La convenuta ha concluso, pertanto, affinché sia dichiarata la prescrizione del diritto e dell’azione e, per l’effetto, rigettata la domanda e perché, comunque, sia respinta la richiesta di condanna, con vittoria di spese e competenze di lite.

3. All’udienza pubblica del 19 settembre 2012, sentito il Giudice relatore, sono intervenuti l’Avv. X. per la convenuta e il Sostituto Procuratore Generale Perin per la Procura Regionale, come da verbale.

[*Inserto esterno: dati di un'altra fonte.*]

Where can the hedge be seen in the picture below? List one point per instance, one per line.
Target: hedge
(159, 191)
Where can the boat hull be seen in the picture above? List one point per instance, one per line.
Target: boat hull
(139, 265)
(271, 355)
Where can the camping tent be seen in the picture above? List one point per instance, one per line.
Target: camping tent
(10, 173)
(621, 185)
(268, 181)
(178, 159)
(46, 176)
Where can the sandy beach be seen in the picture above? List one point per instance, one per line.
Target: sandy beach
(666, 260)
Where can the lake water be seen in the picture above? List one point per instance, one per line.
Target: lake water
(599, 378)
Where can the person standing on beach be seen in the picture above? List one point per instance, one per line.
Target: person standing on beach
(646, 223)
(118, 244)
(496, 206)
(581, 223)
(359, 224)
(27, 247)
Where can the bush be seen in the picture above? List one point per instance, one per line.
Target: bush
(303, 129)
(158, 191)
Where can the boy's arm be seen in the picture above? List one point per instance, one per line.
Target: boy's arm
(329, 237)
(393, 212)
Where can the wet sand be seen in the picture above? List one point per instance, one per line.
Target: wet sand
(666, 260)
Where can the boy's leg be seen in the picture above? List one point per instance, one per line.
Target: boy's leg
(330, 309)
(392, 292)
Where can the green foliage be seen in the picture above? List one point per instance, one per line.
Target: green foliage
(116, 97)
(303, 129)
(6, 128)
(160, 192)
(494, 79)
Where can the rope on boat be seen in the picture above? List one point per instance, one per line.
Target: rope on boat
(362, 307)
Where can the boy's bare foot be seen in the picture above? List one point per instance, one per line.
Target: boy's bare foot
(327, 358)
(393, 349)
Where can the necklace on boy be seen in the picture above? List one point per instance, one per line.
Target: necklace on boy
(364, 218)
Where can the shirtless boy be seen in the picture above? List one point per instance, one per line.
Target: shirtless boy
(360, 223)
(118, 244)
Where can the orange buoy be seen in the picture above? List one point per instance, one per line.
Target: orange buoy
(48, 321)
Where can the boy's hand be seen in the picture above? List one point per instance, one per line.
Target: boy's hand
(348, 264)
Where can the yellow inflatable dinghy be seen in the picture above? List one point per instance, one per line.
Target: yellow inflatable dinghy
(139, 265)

Entrambe le parti hanno ripercorso gli argomenti già svolti in atti, confermando le rispettive conclusioni.

Così esaurita la discussione orale, la causa è stata trattenuta in decisione.

DIRITTO

L’eccezione di prescrizione (art. 1, comma 2, della legge 14 gennaio 1994, n. 20) è fondata e va accolta.

Invero, il fatto dannoso in contestazione (cioè l’indebito pagamento della borsa di studio in favore di un medico specializzando che versava in situazione di incompatibilità ai sensi dell’art. 40 del decreto legislativo 17 agosto 1999, n. 368) si è verificato tra il 2004 e il giugno 2006. Il primo atto interruttivo della prescrizione si colloca, per contro, alla fine del 2011, cioè a distanza di oltre un quinquennio dalla chiusura del corso di specializzazione e dall’ultimo pagamento della correlata borsa di studio.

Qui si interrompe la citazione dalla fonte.